Veinticuatro segundos más tarde, Connor llegó a la enorme viga que sostenía la pantalla de vídeo. Se sujetó a la barandilla con la mano derecha y se aupó sobre el borde del pasillo y la repisa, justo en el momento en que la puerta del pasillo se abría de golpe. Se deslizó bajo el pasillo y escuchó el sonido de cuatro pies que corrían hacia él, pasaban por encima y se detenían ante la puerta que daba al JumboTron. A través de un hueco en el pasillo pudo ver a un agente que sostenía una pistola y abría la puerta. Sin entrar, tanteó en la pared, en busca del interruptor de la luz.

Connor esperó a que se encendieran las luces y los dos agentes desaparecieran dentro del JumboTron, antes de empezar a gatear a lo largo de la viga de catorce metros, por tercera vez en aquel día. Pero ahora sólo podía sujetarse con el brazo derecho, lo que significaba que su avance era todavía más lento. Al mismo tiempo, tenía que estar seguro de que la sangre que le goteaba del hombro izquierdo cayera cincuenta y seis metros hasta el suelo y no sobre la viga, donde todos pudieran verla.
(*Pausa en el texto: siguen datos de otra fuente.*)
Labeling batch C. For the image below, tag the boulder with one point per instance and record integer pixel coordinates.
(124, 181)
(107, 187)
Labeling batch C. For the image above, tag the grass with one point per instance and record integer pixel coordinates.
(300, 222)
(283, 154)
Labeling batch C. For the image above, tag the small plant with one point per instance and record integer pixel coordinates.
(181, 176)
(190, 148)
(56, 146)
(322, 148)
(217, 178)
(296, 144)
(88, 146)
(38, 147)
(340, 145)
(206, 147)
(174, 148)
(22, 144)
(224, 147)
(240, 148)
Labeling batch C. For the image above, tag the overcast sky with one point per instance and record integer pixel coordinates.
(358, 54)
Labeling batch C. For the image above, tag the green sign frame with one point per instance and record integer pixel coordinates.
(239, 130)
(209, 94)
Cuando el primero de los agentes del servicio secreto entró en el JumboTron, lo primero que vio fue a Arnie esposado a la viga de acero. Avanzó lentamente hacia él, comprobando constantemente en todas direcciones, hasta que se encontró de pie a su lado. Su compañero le cubrió mientras él le quitaba las esposas a Arnie y lo descendía suavemente hasta el suelo, luego le sacaba el pañuelo de la boca y comprobaba su pulso. Estaba con vida.

Arnie levantó los ojos hacia el techo, pero no dijo nada. El primero de los agentes empezó a subir inmediatamente los escalones que conducían al segundo nivel, mientras su compañero lo cubría. El primer hombre se asomó con cuidado por el borde, por detrás de la enorme pantalla. Un rugido ensordecedor se elevó del estadio tras un touchdown de los Redskins, pero él lo ignoró. Una vez que llegó a la pared más alejada, se volvió y asintió con un gesto. El segundo agente empezó a subir hasta el nivel superior, donde llevó a cabo un reconocimiento similar.

Los dos agentes bajaron al nivel inferior y comprobaron, cada uno por su cuenta, todo posible escondite, cuando de pronto les llegó un mensaje por la radio del primer agente.

—Hércules 7.

—Aquí Hércules 7, adelante.

—¿Lo habéis descubierto? —preguntó Braithwaite.

—No hay nadie, excepto Arnie, que estaba esposado a una viga, en paños menores. Ninguna de las dos puertas estaba cerrada con llave, y hay un rastro de sangre que conduce hasta el pasillo de comunicación entre las gradas, así que está claro que le alcanzó. Tiene que estar ahí fuera, en alguna parte. Lleva puesto el uniforme de Arnie, así que no debería ser demasiado difícil de localizar.

—No cuentes con ello —dijo Braithwaite—. Si es quien creo que es, podría estar justo delante de tus narices sin que te dieras cuenta.